Reversing the expectation that housing prices will never decline is key to deflating China’s housing bubble, and the property tax would be effective in curbing price surges, Zhu Ning, the vice dean of the PBC School of Finance at Tsinghua University (Tsinghua PBCSF) said at a finance forum last Sunday. Zhu Ning is an expert on behavioral finance, investments, corporate finance and the Asian financial markets.
 
Zhu Ning believes that the introduction of property tax would stop local governments from pushing up housing prices. Since last year, the Chinese government has rolled out a series of policies to regulate the property market.
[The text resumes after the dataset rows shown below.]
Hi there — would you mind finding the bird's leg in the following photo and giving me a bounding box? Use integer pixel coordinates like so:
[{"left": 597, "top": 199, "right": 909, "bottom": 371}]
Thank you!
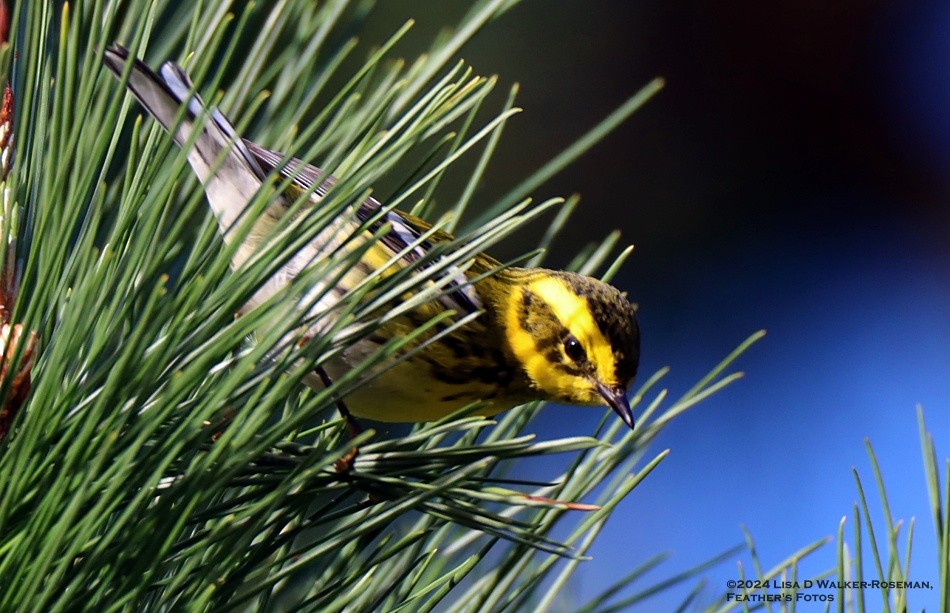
[{"left": 316, "top": 367, "right": 361, "bottom": 473}]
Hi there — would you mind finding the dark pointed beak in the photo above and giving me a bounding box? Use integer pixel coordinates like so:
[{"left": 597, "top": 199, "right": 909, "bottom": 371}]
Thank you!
[{"left": 595, "top": 382, "right": 635, "bottom": 429}]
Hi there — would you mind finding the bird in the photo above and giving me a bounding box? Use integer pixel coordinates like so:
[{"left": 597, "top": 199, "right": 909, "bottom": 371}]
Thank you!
[{"left": 102, "top": 45, "right": 641, "bottom": 430}]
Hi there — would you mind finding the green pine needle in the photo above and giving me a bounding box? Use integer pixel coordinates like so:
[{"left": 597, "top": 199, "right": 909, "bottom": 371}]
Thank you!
[{"left": 4, "top": 2, "right": 918, "bottom": 612}]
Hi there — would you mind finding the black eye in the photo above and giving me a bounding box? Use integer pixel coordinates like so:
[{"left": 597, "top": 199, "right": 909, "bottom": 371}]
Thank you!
[{"left": 563, "top": 335, "right": 586, "bottom": 362}]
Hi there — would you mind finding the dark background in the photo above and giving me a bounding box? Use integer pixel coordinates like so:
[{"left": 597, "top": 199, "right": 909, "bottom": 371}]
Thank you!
[{"left": 361, "top": 1, "right": 950, "bottom": 607}]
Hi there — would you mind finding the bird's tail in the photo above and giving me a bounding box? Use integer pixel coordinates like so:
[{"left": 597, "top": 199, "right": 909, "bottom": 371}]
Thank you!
[{"left": 102, "top": 45, "right": 265, "bottom": 237}]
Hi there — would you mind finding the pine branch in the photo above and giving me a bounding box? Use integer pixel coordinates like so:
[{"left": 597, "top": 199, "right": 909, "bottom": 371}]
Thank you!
[{"left": 0, "top": 2, "right": 768, "bottom": 611}]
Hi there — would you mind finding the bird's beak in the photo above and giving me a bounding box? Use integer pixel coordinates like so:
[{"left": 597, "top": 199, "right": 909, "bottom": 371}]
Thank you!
[{"left": 595, "top": 381, "right": 635, "bottom": 430}]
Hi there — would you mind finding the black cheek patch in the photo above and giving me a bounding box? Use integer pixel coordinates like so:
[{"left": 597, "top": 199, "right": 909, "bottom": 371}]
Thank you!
[{"left": 520, "top": 289, "right": 534, "bottom": 324}]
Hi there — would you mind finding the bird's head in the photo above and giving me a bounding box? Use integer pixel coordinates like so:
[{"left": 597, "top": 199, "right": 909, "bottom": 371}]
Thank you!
[{"left": 503, "top": 270, "right": 640, "bottom": 428}]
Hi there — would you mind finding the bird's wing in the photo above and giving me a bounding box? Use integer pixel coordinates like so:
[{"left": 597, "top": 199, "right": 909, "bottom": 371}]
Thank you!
[
  {"left": 244, "top": 141, "right": 483, "bottom": 315},
  {"left": 105, "top": 46, "right": 481, "bottom": 316}
]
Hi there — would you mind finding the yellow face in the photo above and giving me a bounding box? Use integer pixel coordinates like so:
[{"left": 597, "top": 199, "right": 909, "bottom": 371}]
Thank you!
[{"left": 504, "top": 272, "right": 640, "bottom": 428}]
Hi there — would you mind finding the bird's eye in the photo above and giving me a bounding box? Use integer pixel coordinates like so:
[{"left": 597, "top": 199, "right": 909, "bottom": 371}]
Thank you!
[{"left": 563, "top": 335, "right": 587, "bottom": 362}]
Experts widely believe that bubbles exist in the market and discussions about how to deflate the bubble have garnered widespread attention.
 
Zhu Ning believes three main factors have contributed to the abnormal boom in the market—one is the loose monetary policy and extreme liquidity, second is inexperienced investors and the third is government support. “To deal with bubbles, the most challenging and core part of the work is to reverse widespread expectations that housing prices can only go up,” said Zhu, noting the perceptive that houses are used to live in instead of speculate on should be more effectively delivered to the general public.
 
Investors generally expect that the government would continue to bolster the housing market, and with every housing surge, the expectation is strengthened, according to Zhu. He predicts only more active market adjustment could help reverse the pre-conceived idea. Many industry analysts have long talked about setting up a long-term mechanism to regulate the market, although Zhu believes the timing for such a move has gone.
 
He suggests the government adopts property tax in bid to regulate the market. Responding to the opinion that “property tax could hardly prevent prices from going up”, Zhu mentioned a survey made in the US which finds that in those states that levy heavier property tax, property prices usually increase slowly. So, an increase in the opportunity cost of holding a residential property would obviously reduce speculation.
 
It is argued that it is the governmental support that has kept housing prices at high levels. Zhu agrees with the opinion, indicating the booming housing market over the past 15 years is stirred up by China’s local governments, because they need to meet certain goals concerning fiscal revenues.
 
“If property tax can provide a stable stream of fiscal revenue to local governments, they will be discouraged from pushing up housing prices anymore,” said Zhu.